Ce dont les gens peuvent se plaindre, cependant, c'est du fait que les responsables politiques de la banque centrale américaine n'aient pas agi plus tôt, de manière plus audacieuse. Les comptes rendus de deux réunions d'urgence du mois de mars, publiés la semaine dernière, nous donnent une idée des raisons pour lesquelles ils n'ont pas agi.

La Fed : Où sont la panique et l'empathie ?

Lors de la deuxième réunion par vidéoconférence le 15 mars - alors que les marchés s'effondraient, que les investisseurs paniquaient et que les gens étaient déjà incapables de se rendre au travail -, le Comité fédéral de l'open market (FOMC) a décidé d'abaisser le taux d'intérêt de référence d'un point de pourcentage complet pour le ramener à 0-0,25 %, après l'avoir déjà réduit d'un demi-point le 3 mars - et même là, il y a eu cette déclaration stupéfiante :

"Certains participants ont fait remarquer que les actions politiques du comité concernant la fourchette cible et le bilan pourraient être interprétées comme véhiculant des nouvelles négatives sur les perspectives économiques".

Vraiment ? Les gens allaient commencer à s'inquiéter des perspectives économiques parce que la Fed a baissé ses taux d'un point de pourcentage alors que les salles d'urgence des hôpitaux débordaient, que les médecins jouaient à dieu avec les ventilateurs disponibles pour déterminer qui allait vivre, et que l'économie mondiale tout entière était paralysée ?

Indice S&P 500

Les décideurs politiques de la Fed ont manifestement un sens exagéré de leur propre importance s'ils pensent que ce qu'ils font face à un tsunami économique fait la moindre différence dans la peur des gens. Ce qui manque dans les dernières minutes (PV de la Fed), qui sont rédigées dans le même langage bureaucratique aride à chaque fois, c'est un sentiment d'alarme ou d'empathie.

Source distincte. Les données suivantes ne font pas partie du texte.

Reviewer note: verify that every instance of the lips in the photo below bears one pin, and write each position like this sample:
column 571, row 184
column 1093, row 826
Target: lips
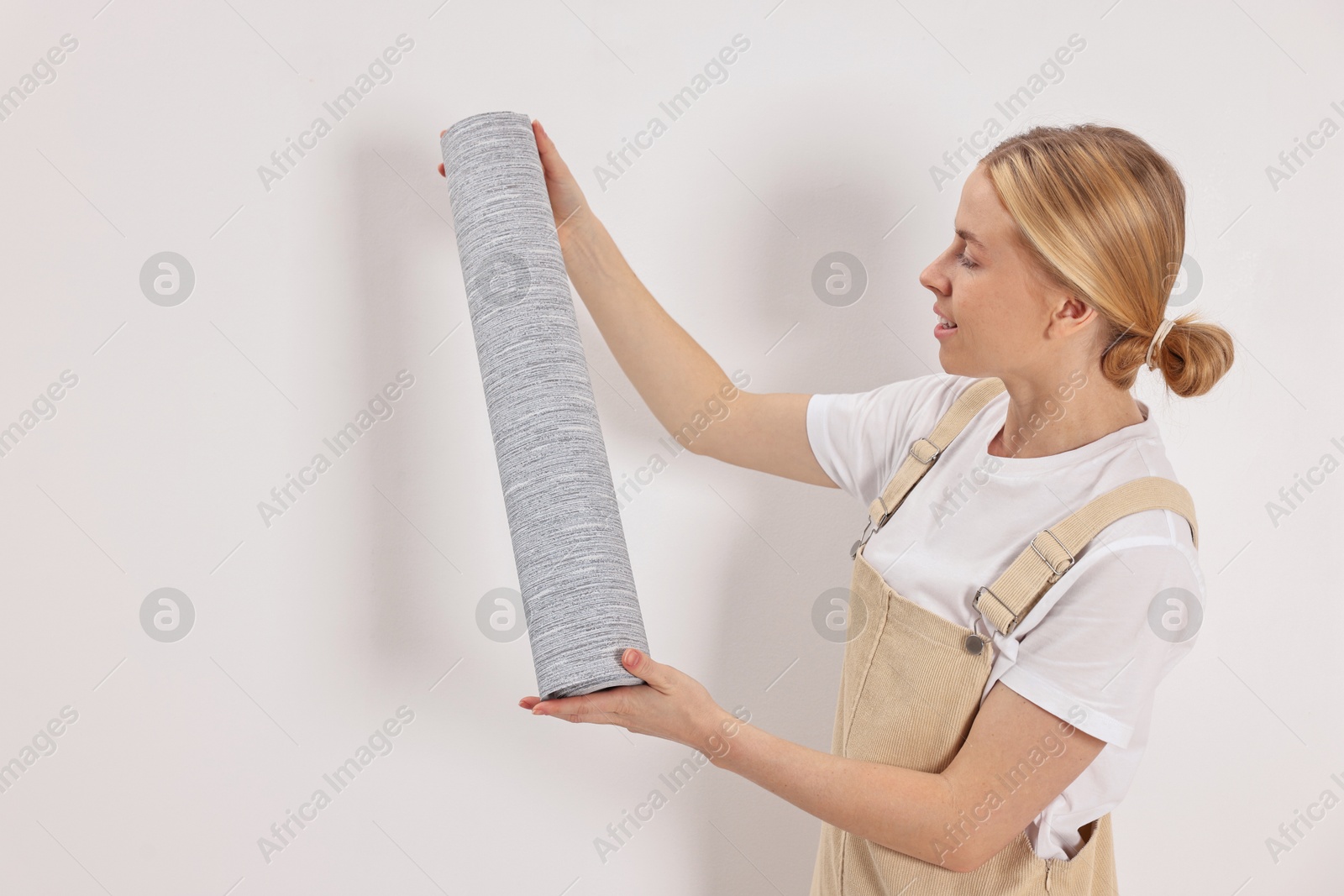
column 944, row 322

Idem pour le discours du président de la Fed, Jerome Powell, le 9 avril dernier, qui a mis en évidence les autres mesures prises par la Fed en tant que prêteur de dernier recours dans un langage assez aride. Ces mesures sont toutes utiles et, contrairement à l'arrêt de la mise en œuvre des programmes gouvernementaux d'aide aux entreprises, leur effet peut être plus immédiat. Au moins, Powell a montré une certaine sympathie humaine, en exprimant sa gratitude aux fournisseurs de première ligne ainsi qu'au personnel de la Fed qui travaille dur.

Rétrospectivement, les États-Unis seront reconnaissants à la Fed d'avoir finalement soutenu l'économie et les marchés financiers et, vraisemblablement, d'apporter le même soutien à la reprise. Les acteurs du marché peuvent se demander ce qui leur a pris tant de temps et dans quel genre de cocon les décideurs politiques se trouvent pour hésiter à faire tout ce qu'il faut quand c'est manifestement nécessaire.

BCE : Absence de leadership audacieux

La situation était peut-être encore pire à la Banque centrale européenne (BCE). Powell peut maintenir les 10 membres votants du FOMC dans le rang beaucoup plus facilement que la présidente de la BCE, Christine Lagarde, ne peut maintenir les 25 membres du conseil des gouverneurs dans un cadre de pensée commun.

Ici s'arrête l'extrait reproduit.